Securities Market | Types of Securities Market | Investment Environment | Finance MCQs

Securities Market is the marketplace where transactions of securities take place. It can be defined as a platform that brings buyers and sellers together. The securities market brings buyer and seller together for transactions of securities. It provides the liquidity of securities. Securities Markets can be classified as followings;

Money Market

The security market where short-term securities that have a maturity of less than one year, such as treasury bills, banker’s acceptance, certificate of deposit, LIBOR markets, etc. are traded. These securities are highly liquid and risky as compared to long-term securities.

Capital market

The security market where long-term securities that have a maturity of more than one year, such as bonds, debentures, preferred stocks, and common stocks are traded.
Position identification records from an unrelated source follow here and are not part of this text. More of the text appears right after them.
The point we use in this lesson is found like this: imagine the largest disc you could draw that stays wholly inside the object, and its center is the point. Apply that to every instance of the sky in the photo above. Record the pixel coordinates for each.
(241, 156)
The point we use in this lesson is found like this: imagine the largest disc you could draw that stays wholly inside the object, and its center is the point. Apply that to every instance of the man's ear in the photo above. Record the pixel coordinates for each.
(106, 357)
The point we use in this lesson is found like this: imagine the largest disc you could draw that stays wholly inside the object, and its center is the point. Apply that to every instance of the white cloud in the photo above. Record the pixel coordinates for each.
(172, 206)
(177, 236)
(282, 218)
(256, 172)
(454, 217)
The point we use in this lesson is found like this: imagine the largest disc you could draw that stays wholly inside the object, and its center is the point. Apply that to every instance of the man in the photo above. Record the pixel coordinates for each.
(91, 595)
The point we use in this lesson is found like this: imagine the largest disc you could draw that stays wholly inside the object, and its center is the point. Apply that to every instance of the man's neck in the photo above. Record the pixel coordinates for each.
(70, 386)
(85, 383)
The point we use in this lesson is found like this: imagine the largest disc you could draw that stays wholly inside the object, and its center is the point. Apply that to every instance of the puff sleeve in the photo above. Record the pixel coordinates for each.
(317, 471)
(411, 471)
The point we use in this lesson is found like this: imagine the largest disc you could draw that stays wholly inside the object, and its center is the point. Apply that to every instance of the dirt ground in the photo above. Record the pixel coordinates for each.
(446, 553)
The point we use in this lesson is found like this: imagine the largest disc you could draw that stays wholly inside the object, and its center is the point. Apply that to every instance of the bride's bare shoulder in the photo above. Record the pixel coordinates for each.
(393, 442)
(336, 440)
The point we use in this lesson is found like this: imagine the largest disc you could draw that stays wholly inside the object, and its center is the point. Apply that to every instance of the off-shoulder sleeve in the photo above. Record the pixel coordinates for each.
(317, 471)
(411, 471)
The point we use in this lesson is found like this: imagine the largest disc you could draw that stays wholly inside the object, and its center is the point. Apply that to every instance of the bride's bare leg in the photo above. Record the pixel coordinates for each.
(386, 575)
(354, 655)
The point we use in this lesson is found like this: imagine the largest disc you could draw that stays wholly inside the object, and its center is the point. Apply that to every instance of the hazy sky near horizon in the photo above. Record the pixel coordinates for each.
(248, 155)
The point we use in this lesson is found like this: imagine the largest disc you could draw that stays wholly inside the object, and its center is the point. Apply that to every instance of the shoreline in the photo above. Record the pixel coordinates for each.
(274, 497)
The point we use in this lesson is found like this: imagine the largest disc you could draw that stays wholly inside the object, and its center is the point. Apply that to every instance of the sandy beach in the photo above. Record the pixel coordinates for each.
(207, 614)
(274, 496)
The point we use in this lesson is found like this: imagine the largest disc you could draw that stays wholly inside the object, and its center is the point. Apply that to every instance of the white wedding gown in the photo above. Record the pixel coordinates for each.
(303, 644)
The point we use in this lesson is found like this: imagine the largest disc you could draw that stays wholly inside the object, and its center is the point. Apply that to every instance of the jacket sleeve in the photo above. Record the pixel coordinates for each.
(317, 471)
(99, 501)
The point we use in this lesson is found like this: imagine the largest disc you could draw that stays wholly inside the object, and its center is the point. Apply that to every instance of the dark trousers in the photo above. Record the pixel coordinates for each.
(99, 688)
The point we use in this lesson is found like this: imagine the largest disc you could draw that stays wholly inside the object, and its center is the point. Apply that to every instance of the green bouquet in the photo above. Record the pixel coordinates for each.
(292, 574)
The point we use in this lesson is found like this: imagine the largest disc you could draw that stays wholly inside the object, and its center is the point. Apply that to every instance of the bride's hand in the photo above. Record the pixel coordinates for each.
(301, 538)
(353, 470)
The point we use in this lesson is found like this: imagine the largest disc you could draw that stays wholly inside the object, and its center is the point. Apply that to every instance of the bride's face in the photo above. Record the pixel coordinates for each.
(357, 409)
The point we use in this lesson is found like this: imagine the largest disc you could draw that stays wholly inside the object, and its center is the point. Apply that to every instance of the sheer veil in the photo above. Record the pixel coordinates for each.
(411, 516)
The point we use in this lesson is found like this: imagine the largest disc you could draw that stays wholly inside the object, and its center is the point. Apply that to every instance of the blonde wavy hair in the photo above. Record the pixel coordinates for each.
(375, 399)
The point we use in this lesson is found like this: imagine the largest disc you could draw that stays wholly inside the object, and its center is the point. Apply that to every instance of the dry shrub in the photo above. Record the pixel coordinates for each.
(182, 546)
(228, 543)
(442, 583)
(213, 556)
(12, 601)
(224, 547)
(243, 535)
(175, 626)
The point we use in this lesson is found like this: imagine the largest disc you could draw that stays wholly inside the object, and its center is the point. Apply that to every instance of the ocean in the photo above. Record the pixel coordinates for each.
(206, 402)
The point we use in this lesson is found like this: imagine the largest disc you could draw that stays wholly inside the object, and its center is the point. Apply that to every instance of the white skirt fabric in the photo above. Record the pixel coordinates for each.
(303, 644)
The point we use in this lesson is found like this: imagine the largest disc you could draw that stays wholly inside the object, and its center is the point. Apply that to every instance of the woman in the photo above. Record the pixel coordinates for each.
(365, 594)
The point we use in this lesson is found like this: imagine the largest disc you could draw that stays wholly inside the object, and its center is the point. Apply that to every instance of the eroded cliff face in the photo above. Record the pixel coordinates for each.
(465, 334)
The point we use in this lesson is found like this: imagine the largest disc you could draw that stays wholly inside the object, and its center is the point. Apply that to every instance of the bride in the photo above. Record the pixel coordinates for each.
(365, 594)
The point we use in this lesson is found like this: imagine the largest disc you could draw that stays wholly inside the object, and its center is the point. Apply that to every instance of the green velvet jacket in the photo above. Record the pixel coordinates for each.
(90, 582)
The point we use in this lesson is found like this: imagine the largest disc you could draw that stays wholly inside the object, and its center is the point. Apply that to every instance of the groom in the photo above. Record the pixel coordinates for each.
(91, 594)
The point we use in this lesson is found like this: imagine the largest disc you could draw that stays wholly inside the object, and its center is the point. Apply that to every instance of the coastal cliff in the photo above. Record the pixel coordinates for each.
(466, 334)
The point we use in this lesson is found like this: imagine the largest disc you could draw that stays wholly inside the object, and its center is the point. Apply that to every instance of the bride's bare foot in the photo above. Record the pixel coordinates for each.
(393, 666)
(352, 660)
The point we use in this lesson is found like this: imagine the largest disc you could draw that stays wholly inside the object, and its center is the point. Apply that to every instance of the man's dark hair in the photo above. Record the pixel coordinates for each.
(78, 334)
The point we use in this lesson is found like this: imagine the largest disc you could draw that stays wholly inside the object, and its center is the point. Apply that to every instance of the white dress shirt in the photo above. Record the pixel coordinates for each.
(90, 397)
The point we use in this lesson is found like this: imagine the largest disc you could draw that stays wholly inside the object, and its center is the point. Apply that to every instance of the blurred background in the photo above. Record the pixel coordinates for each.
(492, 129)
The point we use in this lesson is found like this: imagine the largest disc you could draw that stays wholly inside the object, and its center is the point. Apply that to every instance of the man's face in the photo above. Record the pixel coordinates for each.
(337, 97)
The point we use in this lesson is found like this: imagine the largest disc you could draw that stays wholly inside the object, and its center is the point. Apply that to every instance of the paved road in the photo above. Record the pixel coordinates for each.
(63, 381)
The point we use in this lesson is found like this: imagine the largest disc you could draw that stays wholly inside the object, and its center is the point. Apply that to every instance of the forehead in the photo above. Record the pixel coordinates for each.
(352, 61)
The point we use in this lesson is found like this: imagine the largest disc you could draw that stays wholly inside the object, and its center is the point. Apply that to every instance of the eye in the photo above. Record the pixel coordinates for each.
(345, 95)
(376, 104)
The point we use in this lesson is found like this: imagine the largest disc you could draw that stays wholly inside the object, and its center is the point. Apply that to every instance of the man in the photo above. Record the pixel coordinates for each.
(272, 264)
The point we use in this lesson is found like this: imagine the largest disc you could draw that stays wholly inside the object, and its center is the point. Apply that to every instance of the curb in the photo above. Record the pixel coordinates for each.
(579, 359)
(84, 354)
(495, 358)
Generally, these long-term securities yield higher than money market instruments since capital market instruments have higher risks. Those risks could be maturity risk, default risk, and other financial risks.

Primary Market

Primary market is the market for raising new capital (Trading between issuer and investor). The market where first-handed securities are traded is called the primary market. Primary market companies raise funds with the help of investment bankers and investors directly purchase the securities from the companies through investment bankers. it can be further classified as:

Unseasonal Primary Market

It refers to the market of securities that are newly issued for the first time. Under the unseasonal primary market, there is no existing market for the securities issued. There is a high level of uncertainty about whether the securities issued will be successful or not. Initial public offering (IPO) is an example of an unseasonal market.

Seasonal Primary Market

It refers to the market of the newly issued additional securities but that securities of the company are issued and established already in the market. Seasoned market securities are less risky than the unseasonal market because these securities have a stable price than unseasoned securities. Further Public Offering (FPO) is an example of a seasonal primary market.

Secondary Market

The security market which deals with trading of outstanding securities under a set of rules and regulations. The market where second-handed securities are traded. The secondary market is the exchange of cash and certificate of securities between investors. By selling new securities in the secondary market company doesn’t get the funds. Under secondary market transaction/ trading occurs between investor to the investor not between investors and issuers. The market where previously traded securities are bought and sold and the main purpose of the secondary market is to provide liquidity to investors.

• NEPSE (Only one example of organized exchange secondary market in Nepal.